Sometimes all of Washington has to put up its hand up like a traffic cop and say no. It has to say: That doesn't go here, it's not acceptable, it's not among the normal human transgressions of back stairs, love affairs and the congressman on the take. This is decadence. It is pornography. We can't let the world, and the young, know it's "politically survivable." Because that will hurt us, not him, and define us, not him. So: enough.Think about that. Noonan says that sending off-color pictures—apparently not even pornographic—is less acceptable than "the normal human transgressions of back stairs, love affairs and the congressman on the take." Why is that? I'd much rather have a Congress full of Anthony Weiners than one full of "congressman on the take." Why is what Weiner did so much more uncomfortable for people than "the normal human transgressions of back stairs [and] love affairs"?
I think the answer is that what Weiner did revealed an inner yearning on his part that these other activities no longer do. When we hear of a congressman (or governor or other public figure) who has had a culturally illicit sexual encounter, we no longer think about the person's internal state. We have grown so accustomed to such affairs that we are able to put them into the "illicit sex" box and don't allow ourselves to think about the inner desires that brought them on. In Weiner's case, we don't have such a convenient box in which to put his actions. We are forced to think about what he must have been feeling when he sent those pictures. And we are not comfortable with thinking about people experiencing desire.
A couple of years about Daniel Bergner published The Other Side of Desire. In it he explores the lives of four people with what we would consider fetishes, perhaps perversions. A Salon.com story about him begins like this.
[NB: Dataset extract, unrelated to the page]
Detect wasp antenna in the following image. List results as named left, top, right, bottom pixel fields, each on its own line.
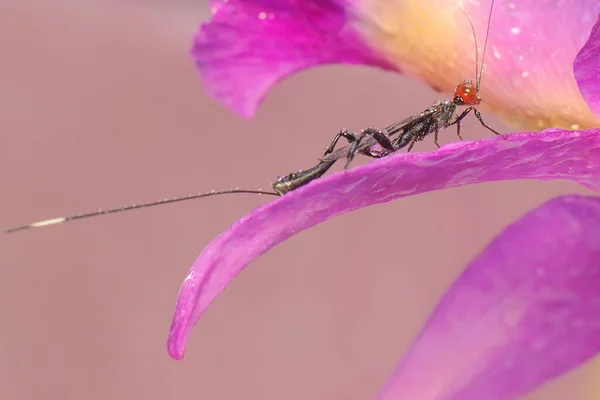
left=460, top=8, right=483, bottom=92
left=475, top=0, right=494, bottom=91
left=5, top=189, right=281, bottom=233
In a series of four stories, Bergner grants us entree into dark worlds of extreme lust and longing: there is the foot fetishist wracked by shame, the dominatrix so turned on by inflicting pain on others that she once roasted a man on a spit, and the stepfather capsized by lust for his 12-year-old stepdaughter. There is even a love story involving amputee fetish. But what's remarkable about Bergner's book is not the way these tales shock or confound or titillate (though they do those things sometimes), but how sympathetic their plights and hungers become. Bergner … is a keen storyteller but above all a humane one, and in his hands, these characters do not seem like freaks so much as shadows of ourselves.We all have internal desires, and many of us are afraid to talk about them, even to acknowledge that they exist. When someone has his inner desires made public, to avoid acknowledging our own (often hidden) desires we resort to calling the person a pervert, as if no one by a freak could feel the way he apparently does.
This sort of reaction seems to be particularly Republican. Peggy Noonan's piece is a good example. Sending sexually suggestive picture over the internet as worse than bribery or actual affairs? Noonan, like so many of her conservative colleagues seems unable to look at the broad range of human desire and emotion and acknowledge that it exists.